LAGOS (Reuters) - Nigeria wants U.N. backing for military intervention in Ivory Coast to prevent it slipping into a civil war that could destabilize the West African region, Foreign Minister Odein Ajumogobia said on Monday.
West African bloc ECOWAS, which has threatened the use of force in Ivory Coast to push incumbent Laurent Gbagbo from power, needs “unequivocal international support” through a U.N. Security Council resolution, Ajumogobia said.
Gbagbo is locked in a power-struggle with rival Alassane Ouattara, who was declared winner of a November 28 election by United Nations-certified results before they were overturned by a pro-Gbagbo legal body, which alleged fraud.
“It is clear that Gbagbo is determined to defy and treat the entire international community with absolute disdain ... He cannot, he must not be allowed to prevail,” Ajumogobia wrote in a strongly-worded column in Nigeria’s This Day newspaper.
“Gbagbo must be made to understand that there is a very real prospect of overwhelming military capability bearing down on him and his cohorts,” he wrote.
The United States and the European Union have imposed travel bans and other sanctions on Gbagbo and his inner circle but fellow West African nations will need to take a lead if there is to be any attempt to remove him by force, diplomats say.
Britain has said it would give support at the United Nations for the use of force if West African nations wanted it.
Regional powerhouse Nigeria, whose President Goodluck Jonathan is the chairman of ECOWAS, would be key to any West African intervention as it would be likely to provide the troops and logistical backbone for an ECOWAS force.
Ajumogobia said force did not necessarily mean an incursion into the former French colony, which supplies around a third of the world’s cocoa through its main ports.
“Legitimate force can include, for example, a naval blockade to enforce sanctions which might be imposed against Gbagbo,” he wrote in the full-page column.
He acknowledged there was not universal support for force.
“Already Russia, at the level of the U.N. Security Council, and Ghana, at the ECOWAS regional level, have shown inclinations not to support a military incursion of any kind in Cote d‘Ivoire (Ivory Coast),” he said.
“This is unfortunate ... We cannot leave Ouattara to enforce the legitimate and internationally recognized mandate given to him by the people of Cote d‘Ivoire.

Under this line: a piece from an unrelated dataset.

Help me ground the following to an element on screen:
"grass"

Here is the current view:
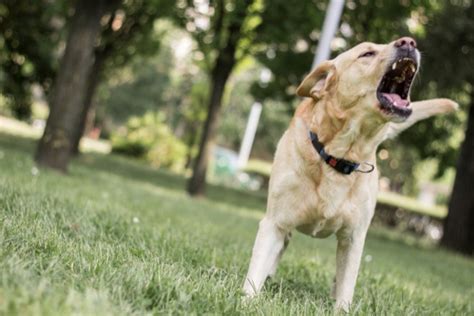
[0,134,474,315]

That would be to sanction civil war, against the very ethos of the U.N.,” he said.
He described as “helpful” offers of amnesty made by several world leaders to Gbagbo, as well as suggestions of prestigious international roles and pledges to safeguard his financial assets should he surrender, but noted Gbagbo had so far “scoffed at these generous proposals for a dignified exit.”
“The political crisis in Cote d‘Ivoire is likely to disrupt the trend toward democracy in the sub region and create a dangerous precedent for a continent in which 20 presidential elections are to hold within the next 18 months,” he wrote.
“Consequently, the impunity of Gbagbo must be regarded as a challenge to the entire international community.”